Scarfolk is a fictional northern English town created by writer and designer Richard Littler, who is sometimes identified as the town mayor. First published as a blog of fake historical documents, parodying British public information posters of the 1970s, a collected book was published in 2014.
Littler has said “I was always scared as a kid, always frightened of what I was faced with. … You’d walk into WHSmith… and see horror books with people’s faces melting. Kids’ TV included things like Children of the Stones, a very odd series you just wouldn’t get today. I remember a public information film made by some train organisation in which a children’s sports day was held on train tracks and, one by one, they were killed. It was insane. … I’m just taking it to the next logical step.

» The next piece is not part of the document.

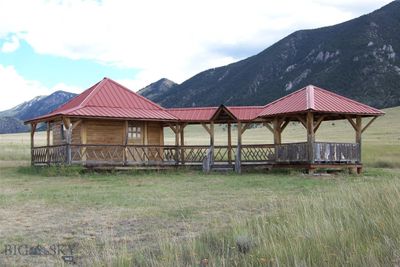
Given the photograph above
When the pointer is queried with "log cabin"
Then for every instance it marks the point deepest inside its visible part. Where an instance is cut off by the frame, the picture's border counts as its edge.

Scarfolk, which is forever locked in the 1970s, is a satire not only on that decade but also on contemporary events. It touches on themes of totalitarianism, suburban life, occultism and religion, school and childhood, as well as social attitudes such as racism and sexism.
Scarfolk was initially presented as a fake blog which purportedly releases artefacts from the town council’s archive. Artefacts include public information literature, out-of-print books, record and cassette sleeves, advertisements, television programme screenshots, household products, and audio and video, many of which suggest brands and imagery recognisable from the period. Additionally, artefacts are usually accompanied by short fictional vignettes which are also presented as factual and introduce residents of Scarfolk. The public information literature often ends with the strapline: “For more information please reread.”
The aesthetic is utilitarian, inspired by public sector materials in the United Kingdom such as Protect and Survive.